エルフの自力が発揮されてCGやシステムと言った基本スペックは総じて高い。だけど、これは「気付き」のゲームだと思うんですよ。何度かのEDを経て、この物語の焦点に気付いた瞬間の快楽が、この作品の大きな部分を支えている。だから、前情報を持ってやった私にはそれほどでもなかったというが正直なところですが、客観的に頭で逆算したのを想定すると、けっこう面白い作品なんじゃないでしょうか。*1
ゲーム本編をクリアした後のボーナスシナリオを読むと、二人のキャラクターが対として設計されていることが明らかになって、そこは上手いなと思ったりもしたのですが、そうであるなら容疑を彼女にかけた方が物語構成としては美しかったような気はします。*2
この物語の裏の主役である彼女のキャラクターというのは結構ユニークな部類で、私は嫌いではないんですが、つまり本人も無自覚の内に少し分裂しているだとよね。一連の自分語りというのは、万引きして「俺の右手が勝手にやったんだ。」というやつの一種だと私は考えてて、本人が思ってるほど確立した自我が存在するキャラクターではないんじゃないかな。

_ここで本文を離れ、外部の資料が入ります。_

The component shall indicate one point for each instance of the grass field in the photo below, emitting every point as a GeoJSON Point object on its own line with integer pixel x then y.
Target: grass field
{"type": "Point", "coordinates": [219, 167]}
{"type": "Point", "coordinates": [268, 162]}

だから実はこの人のハッピーエンドというのはゲーム中に存在しなくて、どのEDでもたぶん最後まで満たされないまま死んでいくんですよ。捕まってなお、自分を見つめ直せていないのがいい証拠。純愛系だったら一つくらい救いを用意してそうなもんですが、さすがというか何というか容赦がありません。そういう意味では日頃やってるゲームとは一味違って、やっぱり面白かったのかな。
私はエロシーンは動かなくてもいいと思うのですが、エルフにしては基本的に穏当なやつしかないのも印象的でした。というわけで無心でやれるならお勧めの作品です。

*1:今からやる人で前情報無しというのは少数でしょうけど。

*2:これはちょっと無茶な要求か。